3. The connector according to claim 1, wherein

the terminals include a plurality of first terminals inserted into the connector main body from the front so as to be held in the connector main body and a plurality of second terminals inserted into the connector main body from the back so as to be held in the connector main body;

the first terminals and the second terminals are alternately arrayed in the width direction of the connector main body; and

the connector main body includes a plurality of first terminal holes that hold the individual first terminals and a plurality of second terminal holes that hold the individual second terminals, and the supporting portions are provided at the back of the individual first terminal holes.

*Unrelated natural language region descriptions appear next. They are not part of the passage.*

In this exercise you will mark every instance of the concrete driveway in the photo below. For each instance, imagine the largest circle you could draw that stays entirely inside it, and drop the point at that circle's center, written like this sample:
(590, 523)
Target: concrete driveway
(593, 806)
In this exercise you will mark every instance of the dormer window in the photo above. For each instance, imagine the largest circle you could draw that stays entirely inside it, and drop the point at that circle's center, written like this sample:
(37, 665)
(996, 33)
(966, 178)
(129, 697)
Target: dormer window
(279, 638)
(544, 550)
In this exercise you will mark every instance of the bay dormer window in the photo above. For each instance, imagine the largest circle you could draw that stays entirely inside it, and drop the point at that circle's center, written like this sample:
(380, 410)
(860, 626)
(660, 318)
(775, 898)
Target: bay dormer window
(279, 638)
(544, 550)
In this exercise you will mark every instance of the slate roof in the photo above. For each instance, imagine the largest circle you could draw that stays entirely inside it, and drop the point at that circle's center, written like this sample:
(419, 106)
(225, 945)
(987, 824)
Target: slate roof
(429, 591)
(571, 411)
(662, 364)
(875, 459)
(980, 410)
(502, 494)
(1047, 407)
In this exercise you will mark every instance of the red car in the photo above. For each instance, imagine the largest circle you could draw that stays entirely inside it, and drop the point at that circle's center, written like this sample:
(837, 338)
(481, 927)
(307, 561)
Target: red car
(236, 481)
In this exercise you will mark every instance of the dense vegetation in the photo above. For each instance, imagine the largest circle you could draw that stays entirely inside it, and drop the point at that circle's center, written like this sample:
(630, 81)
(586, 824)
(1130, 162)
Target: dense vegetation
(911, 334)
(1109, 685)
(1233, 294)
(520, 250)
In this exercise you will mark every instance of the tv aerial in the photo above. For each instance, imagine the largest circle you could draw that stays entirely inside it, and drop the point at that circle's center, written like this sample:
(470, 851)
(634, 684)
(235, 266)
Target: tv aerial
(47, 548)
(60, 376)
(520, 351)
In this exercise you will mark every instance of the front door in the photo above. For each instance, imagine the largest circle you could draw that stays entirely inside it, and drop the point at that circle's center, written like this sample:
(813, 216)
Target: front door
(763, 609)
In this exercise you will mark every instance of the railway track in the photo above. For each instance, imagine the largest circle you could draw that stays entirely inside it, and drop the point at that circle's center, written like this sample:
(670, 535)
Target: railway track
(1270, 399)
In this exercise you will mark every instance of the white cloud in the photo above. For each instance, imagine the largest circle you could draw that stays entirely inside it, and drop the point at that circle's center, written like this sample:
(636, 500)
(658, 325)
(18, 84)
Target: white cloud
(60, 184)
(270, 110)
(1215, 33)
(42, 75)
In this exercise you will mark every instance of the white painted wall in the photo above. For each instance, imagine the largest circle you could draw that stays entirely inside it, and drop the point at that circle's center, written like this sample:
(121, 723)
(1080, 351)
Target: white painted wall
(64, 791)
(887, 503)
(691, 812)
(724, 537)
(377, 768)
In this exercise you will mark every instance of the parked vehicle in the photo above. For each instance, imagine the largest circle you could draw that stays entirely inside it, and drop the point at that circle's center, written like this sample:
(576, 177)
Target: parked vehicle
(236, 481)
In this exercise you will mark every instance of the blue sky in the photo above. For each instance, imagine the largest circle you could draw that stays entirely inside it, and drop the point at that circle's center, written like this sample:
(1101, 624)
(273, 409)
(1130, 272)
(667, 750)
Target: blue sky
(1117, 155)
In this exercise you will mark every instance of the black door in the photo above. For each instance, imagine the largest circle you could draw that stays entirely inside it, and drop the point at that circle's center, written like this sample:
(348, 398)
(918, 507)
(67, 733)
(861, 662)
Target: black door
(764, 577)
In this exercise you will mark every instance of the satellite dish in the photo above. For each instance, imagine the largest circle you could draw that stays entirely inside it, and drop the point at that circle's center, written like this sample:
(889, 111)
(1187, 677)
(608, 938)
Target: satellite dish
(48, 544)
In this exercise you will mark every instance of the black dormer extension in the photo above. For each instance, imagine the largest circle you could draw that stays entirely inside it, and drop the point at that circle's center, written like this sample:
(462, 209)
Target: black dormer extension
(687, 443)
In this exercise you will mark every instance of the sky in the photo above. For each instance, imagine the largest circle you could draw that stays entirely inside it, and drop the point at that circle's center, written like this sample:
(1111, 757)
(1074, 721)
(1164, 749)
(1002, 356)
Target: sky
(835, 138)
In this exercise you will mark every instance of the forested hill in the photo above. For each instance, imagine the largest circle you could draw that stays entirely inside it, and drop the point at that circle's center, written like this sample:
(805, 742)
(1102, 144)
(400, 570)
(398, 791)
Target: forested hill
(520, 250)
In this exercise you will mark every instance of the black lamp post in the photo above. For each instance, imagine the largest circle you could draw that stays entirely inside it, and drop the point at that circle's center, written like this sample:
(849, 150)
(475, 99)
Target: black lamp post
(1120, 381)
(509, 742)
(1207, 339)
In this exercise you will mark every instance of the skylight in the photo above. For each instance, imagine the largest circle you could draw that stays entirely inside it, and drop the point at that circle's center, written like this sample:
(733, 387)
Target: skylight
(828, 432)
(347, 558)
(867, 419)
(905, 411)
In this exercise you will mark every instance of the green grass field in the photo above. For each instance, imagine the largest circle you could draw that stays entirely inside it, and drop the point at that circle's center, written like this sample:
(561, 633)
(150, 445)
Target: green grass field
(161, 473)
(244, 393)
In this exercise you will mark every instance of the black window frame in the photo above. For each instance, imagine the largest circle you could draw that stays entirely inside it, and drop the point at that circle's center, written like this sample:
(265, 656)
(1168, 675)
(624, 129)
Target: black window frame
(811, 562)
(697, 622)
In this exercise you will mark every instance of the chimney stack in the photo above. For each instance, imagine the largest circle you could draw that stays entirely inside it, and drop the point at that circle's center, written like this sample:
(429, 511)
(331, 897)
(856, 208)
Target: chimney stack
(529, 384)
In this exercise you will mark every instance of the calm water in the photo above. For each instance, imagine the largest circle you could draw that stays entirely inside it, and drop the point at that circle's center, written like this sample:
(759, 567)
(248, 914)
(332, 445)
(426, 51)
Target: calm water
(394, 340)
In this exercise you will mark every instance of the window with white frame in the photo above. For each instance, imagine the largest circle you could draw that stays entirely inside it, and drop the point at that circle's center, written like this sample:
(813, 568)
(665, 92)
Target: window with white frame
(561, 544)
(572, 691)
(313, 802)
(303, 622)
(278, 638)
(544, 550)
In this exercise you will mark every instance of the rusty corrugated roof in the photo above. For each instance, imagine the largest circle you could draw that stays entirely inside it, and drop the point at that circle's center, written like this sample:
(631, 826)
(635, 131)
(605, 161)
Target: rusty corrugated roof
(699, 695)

4. The connector according to claim 2 wherein

the terminals include a plurality of first terminals inserted into the connector main body from the front so as to be held in the connector main body and a plurality of second terminals inserted into the connector main body from the back so as to be held in the connector main body;

the first terminals and the second terminals are alternately arrayed in the width direction of the connector main body; and

the connector main body includes a plurality of first terminal holes that hold the individual first terminals and a plurality of second terminal holes that hold the individual second terminals, and the supporting portions are provided at the back of the individual first terminal holes.